Paper straws are a prime example. Many franchised cafes, including Starbucks and Two Thumb Place, use paper straws as an alternative to plastic.
Although corn, glass, stainless steel, and silicone straws are considered eco-friendly products, paper straws are the cheapest. In fact, according to the Ministry of Environment’s “Straw Production Unit Cost by Material,” plastic straws cost 10 to 15 won per piece, paper straws cost 35 to 45 won, rice straws cost 55 to 70 won, and bamboo straws cost 100 to 200 won.

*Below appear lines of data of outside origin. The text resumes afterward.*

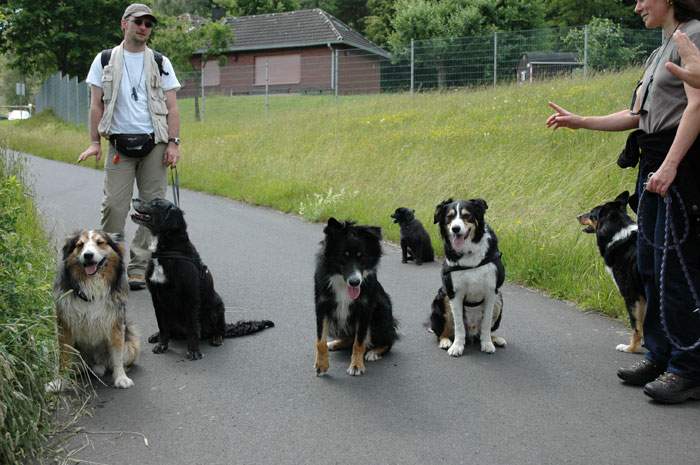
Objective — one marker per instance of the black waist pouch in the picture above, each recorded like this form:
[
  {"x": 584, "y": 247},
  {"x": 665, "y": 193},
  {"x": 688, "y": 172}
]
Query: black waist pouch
[{"x": 133, "y": 145}]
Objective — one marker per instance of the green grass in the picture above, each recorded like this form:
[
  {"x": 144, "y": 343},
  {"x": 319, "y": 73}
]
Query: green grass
[
  {"x": 27, "y": 326},
  {"x": 361, "y": 157}
]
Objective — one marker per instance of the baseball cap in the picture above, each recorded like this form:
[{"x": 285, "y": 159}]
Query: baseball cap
[{"x": 136, "y": 10}]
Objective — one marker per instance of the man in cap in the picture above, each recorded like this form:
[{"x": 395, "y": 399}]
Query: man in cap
[{"x": 133, "y": 105}]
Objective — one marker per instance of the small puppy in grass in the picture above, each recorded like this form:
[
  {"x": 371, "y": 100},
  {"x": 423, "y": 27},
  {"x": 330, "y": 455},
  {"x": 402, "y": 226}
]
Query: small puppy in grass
[{"x": 415, "y": 241}]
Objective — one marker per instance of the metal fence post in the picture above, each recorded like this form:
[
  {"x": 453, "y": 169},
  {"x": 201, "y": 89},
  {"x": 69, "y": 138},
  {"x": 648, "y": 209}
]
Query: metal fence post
[
  {"x": 267, "y": 85},
  {"x": 337, "y": 67},
  {"x": 201, "y": 84},
  {"x": 413, "y": 64},
  {"x": 585, "y": 50},
  {"x": 495, "y": 58}
]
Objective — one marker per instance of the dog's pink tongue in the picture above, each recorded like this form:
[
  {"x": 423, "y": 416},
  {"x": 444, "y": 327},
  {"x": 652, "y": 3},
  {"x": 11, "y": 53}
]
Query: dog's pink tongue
[
  {"x": 354, "y": 292},
  {"x": 91, "y": 269}
]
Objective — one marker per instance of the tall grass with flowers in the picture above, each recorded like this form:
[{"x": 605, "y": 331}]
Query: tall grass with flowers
[
  {"x": 27, "y": 327},
  {"x": 391, "y": 150}
]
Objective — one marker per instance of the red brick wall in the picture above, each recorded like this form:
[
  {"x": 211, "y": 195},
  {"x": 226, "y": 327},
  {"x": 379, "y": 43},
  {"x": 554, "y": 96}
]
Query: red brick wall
[{"x": 358, "y": 73}]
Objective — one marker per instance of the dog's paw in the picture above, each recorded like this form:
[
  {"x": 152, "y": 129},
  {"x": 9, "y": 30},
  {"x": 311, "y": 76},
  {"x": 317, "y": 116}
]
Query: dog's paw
[
  {"x": 99, "y": 370},
  {"x": 355, "y": 370},
  {"x": 160, "y": 348},
  {"x": 372, "y": 356},
  {"x": 455, "y": 350},
  {"x": 123, "y": 382},
  {"x": 628, "y": 349},
  {"x": 488, "y": 347},
  {"x": 56, "y": 386}
]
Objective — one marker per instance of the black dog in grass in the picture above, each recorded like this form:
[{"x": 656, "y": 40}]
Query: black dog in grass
[
  {"x": 415, "y": 241},
  {"x": 181, "y": 285}
]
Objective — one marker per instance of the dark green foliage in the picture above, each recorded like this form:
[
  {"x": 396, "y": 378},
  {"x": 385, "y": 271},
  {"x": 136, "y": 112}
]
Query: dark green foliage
[{"x": 44, "y": 36}]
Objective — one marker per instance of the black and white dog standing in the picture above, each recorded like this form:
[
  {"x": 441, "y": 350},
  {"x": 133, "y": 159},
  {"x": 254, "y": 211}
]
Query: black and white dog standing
[{"x": 472, "y": 275}]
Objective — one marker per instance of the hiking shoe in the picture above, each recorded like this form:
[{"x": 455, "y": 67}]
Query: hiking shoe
[
  {"x": 669, "y": 388},
  {"x": 137, "y": 282},
  {"x": 640, "y": 373}
]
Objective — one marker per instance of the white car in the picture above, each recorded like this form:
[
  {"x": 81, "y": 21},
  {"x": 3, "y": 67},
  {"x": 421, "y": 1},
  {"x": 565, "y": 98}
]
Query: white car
[{"x": 18, "y": 114}]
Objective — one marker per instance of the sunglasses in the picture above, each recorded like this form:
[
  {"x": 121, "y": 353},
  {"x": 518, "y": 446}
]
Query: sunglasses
[{"x": 145, "y": 22}]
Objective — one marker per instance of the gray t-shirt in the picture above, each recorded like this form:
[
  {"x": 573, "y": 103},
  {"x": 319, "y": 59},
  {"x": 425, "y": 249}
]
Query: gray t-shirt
[{"x": 666, "y": 100}]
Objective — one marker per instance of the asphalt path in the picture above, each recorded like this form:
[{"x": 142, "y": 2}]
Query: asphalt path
[{"x": 550, "y": 397}]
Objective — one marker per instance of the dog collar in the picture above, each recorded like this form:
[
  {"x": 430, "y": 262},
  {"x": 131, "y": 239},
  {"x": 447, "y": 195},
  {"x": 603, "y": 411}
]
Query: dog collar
[{"x": 81, "y": 295}]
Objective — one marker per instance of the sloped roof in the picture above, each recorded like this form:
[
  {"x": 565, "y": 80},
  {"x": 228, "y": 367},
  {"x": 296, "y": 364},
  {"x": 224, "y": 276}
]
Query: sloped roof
[
  {"x": 302, "y": 28},
  {"x": 555, "y": 57}
]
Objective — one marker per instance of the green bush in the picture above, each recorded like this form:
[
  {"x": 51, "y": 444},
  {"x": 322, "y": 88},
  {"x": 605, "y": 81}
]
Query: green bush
[{"x": 27, "y": 328}]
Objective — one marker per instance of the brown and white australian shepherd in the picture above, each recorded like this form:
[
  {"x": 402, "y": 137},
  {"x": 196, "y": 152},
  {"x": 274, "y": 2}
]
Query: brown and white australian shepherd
[{"x": 90, "y": 293}]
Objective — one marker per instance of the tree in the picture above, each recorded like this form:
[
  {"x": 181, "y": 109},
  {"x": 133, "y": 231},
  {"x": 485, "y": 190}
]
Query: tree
[
  {"x": 578, "y": 13},
  {"x": 607, "y": 47},
  {"x": 44, "y": 36},
  {"x": 378, "y": 26},
  {"x": 178, "y": 40}
]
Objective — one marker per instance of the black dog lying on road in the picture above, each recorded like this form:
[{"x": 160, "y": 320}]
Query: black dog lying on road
[
  {"x": 415, "y": 241},
  {"x": 181, "y": 285}
]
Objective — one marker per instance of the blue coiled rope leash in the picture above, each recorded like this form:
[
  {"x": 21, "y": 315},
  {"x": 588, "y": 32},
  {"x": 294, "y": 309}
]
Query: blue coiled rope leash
[
  {"x": 670, "y": 233},
  {"x": 175, "y": 181}
]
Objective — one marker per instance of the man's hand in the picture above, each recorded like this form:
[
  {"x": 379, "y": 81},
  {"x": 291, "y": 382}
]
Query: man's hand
[
  {"x": 690, "y": 58},
  {"x": 563, "y": 118},
  {"x": 171, "y": 155},
  {"x": 93, "y": 149}
]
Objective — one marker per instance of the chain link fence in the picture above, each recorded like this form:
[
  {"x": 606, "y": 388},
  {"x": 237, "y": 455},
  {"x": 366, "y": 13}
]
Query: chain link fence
[{"x": 428, "y": 65}]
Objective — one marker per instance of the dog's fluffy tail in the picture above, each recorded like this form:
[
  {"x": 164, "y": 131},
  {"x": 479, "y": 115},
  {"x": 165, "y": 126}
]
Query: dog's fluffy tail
[{"x": 245, "y": 327}]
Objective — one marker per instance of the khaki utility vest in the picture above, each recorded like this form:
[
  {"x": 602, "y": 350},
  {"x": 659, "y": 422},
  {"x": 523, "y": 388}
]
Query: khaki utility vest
[{"x": 111, "y": 80}]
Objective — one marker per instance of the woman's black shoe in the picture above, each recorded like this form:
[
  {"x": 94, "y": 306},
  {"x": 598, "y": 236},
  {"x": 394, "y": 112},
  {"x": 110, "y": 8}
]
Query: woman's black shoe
[
  {"x": 670, "y": 388},
  {"x": 642, "y": 372}
]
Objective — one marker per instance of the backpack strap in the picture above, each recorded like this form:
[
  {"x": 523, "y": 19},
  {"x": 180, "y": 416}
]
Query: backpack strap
[{"x": 107, "y": 54}]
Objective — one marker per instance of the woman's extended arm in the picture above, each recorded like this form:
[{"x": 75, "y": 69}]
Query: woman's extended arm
[{"x": 620, "y": 121}]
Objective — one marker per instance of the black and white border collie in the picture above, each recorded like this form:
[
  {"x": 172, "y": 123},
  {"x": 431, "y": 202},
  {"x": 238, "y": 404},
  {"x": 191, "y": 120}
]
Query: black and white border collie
[
  {"x": 90, "y": 294},
  {"x": 351, "y": 304},
  {"x": 616, "y": 235},
  {"x": 472, "y": 275}
]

The problem is that paper straws are often not recycled when disposed of. The Ministry of Environment released a study in 2019 that found that paper straws have a 72.9% lower environmental impact than plastic. However, the study was controversial because it only included the “production” part of the process, leaving out the “disposal” part.
Paper straws coated with synthetic resins are classified as municipal waste and are difficult to recycle, and can release microplastics in the ocean if the coating material is non-biodegradable plastic. Uncoated paper straws are also classified as municipal waste because they are often soggy with beverages.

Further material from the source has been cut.